Unser Siedlungsportfolio weist in Bezug auf die Nachhaltigkeit erhebliche Unterschiede auf. Auf der einen Seite haben wir sechs Siedlungen, die zwischen 1925 und 1932 errichtet wurden. Diese Siedlungen weisen eine schlechte Energiebilanz auf, da sie immer noch mit Erdgas beheizt werden. Obwohl wir den Energieverbrauch in diesen Siedlungen in den letzten zehn Jahren um 20 bis 40 Prozent reduzieren konnten, bleibt die ökologische Bilanz weiterhin problematisch. Die Lösung für dieses Problem wird erst die Einführung des geplanten Wärmeverbunds der Stadt Zürich bringen, der zu 80 Prozent erneuerbare Energien für die Wärmeerzeugung nutzt.

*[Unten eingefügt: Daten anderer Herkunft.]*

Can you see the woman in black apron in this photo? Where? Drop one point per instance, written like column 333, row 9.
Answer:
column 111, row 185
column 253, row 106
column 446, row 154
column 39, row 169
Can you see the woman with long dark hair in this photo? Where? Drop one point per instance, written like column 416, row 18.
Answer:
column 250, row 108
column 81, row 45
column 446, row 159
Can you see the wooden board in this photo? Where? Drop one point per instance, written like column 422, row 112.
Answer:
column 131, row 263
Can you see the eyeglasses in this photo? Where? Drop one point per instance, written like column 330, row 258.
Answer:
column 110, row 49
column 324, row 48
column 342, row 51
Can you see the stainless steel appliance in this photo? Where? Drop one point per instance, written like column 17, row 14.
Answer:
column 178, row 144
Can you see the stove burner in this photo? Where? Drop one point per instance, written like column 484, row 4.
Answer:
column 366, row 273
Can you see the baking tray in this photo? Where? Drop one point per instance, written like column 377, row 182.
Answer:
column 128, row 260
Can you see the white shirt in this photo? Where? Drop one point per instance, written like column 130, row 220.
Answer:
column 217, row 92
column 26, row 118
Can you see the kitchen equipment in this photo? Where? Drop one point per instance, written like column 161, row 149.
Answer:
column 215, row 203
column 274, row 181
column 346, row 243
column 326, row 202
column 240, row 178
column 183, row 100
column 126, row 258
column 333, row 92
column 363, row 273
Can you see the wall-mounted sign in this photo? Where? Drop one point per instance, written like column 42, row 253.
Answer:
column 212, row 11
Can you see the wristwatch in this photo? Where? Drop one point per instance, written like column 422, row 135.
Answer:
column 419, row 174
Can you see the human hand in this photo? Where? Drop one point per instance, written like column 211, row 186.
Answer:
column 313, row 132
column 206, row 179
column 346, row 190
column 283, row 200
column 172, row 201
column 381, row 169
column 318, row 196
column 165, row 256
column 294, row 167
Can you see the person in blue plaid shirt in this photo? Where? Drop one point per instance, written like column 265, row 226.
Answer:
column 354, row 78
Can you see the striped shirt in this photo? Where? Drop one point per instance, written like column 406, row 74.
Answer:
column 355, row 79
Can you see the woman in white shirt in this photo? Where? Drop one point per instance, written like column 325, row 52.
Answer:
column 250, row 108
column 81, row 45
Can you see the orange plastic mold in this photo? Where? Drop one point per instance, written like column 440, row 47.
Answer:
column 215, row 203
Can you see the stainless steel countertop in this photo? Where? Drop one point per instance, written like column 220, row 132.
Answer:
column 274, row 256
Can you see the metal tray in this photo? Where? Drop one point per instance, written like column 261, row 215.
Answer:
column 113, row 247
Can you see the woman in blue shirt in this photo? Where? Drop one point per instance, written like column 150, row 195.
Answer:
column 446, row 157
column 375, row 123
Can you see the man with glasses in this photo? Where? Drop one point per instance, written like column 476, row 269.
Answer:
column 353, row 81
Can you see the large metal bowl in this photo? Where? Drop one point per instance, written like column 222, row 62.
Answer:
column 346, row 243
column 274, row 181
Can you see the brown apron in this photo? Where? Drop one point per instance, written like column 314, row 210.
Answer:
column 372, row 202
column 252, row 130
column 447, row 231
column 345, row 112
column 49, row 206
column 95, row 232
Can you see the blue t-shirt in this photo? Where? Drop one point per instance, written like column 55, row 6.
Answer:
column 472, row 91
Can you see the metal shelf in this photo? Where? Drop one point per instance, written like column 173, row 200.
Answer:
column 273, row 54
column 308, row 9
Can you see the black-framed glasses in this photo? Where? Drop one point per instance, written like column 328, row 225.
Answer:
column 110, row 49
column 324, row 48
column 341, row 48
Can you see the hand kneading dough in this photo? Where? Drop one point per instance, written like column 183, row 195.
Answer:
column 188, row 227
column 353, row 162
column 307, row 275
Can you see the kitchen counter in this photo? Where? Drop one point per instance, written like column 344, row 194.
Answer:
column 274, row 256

Im Gegensatz dazu haben wir unsere neueste und umweltfreundlichste Siedlung 'Manegg', die Teil der 'Greencity' ist, dem ersten 2000-Watt-Areal der Schweiz. Diese Siedlung zeigt, wohin die Reise geht, wenn es um klimafreundliche Energielösungen geht.

Der Vorstandsbeschluss, die Siedlungen 'Feld' und 'Zypressen' für weitere 40 Jahre zu erhalten, war ein klares Bekenntnis zur Nachhaltigkeit und zur langfristigen Sicherung dieser kostengünstigen Wohnungen.

Im Gegensatz dazu planen wir den Ersatzneubau 'Stüdli', der moderne Wohnungen mit zeitgemässem Komfort bietet, darunter Wohnungslüftungen, die die Wohnqualität an der Hohlstrasse erheblich verbessern. Die Siedlung wird den neuesten Energiestandards entsprechen und durch den ewz-Wärmeverbund mit grüner Energie versorgt.


Sonnenenergie

Seit vielen Jahren setzen wir Sonnenenergie zur Erzeugung von Warmwasser und zum Heizen ein. Unsere grösste Anlage befindet sich auf dem Flachdach der Siedlung 'Klee'. Seit dem Jahr 2017 sind wir auch Stromproduzenten. In diesem Jahr errichten wir bereits die fünfte Anlage auf dem Dach der Siedlung 'Suteracher', weitere werden folgen. Die jährliche Gesamtproduktion der bestehenden Anlagen beträgt etwa 450’000 Kilowattstunden pro Jahr, was dem Energiebedarf von etwa 150 Haushalten mit drei Personen entspricht.


Biodiversität

Vor drei Jahren wurde der Innenhof der Siedlung 'Engel' unter der engagierten Leitung einer Gruppe von Mieter:innen, einer ökologischen und klimafreundlichen Umgestaltung unterzogen. Zusätzlich wurde ein Teil der Fassade mit verschiedenen Kletterpflanzen begrünt.

Die Innenhöfe der Siedlungen 'Zypressen' und 'Feld' sind nach der Fassadensanierung komplett umgestaltet worden, mit dem Fokus auf naturnahe Bepflanzung, Biodiversität, Hitzeminderung und Erneuerung des Spielangebots. Die Bewohner:innen wurden aktiv in den Gestaltungsprozess miteinbezogen. Um die Ideen und Fragen der Bewohnerschaft aufzunehmen, haben die GBMZ und das Landschaftsarchitekturbüro 'planikum' mehrere Gesprächsrunden organisiert. Das Ergebnis ist beeindruckend: Die neu gestalteten Innenhöfe mit ihrer naturnahen Bepflanzung bieten eine deutlich verbesserte Aufenthaltsqualität im Vergleich zu früher.

In den kommenden Jahren werden wir uns darauf konzentrieren, die Aussenbereiche in all unseren Siedlungen aufzuwerten, um den Anforderungen an den Schutz der Biodiversität und der Reduzierung von Hitze gerecht zu werden.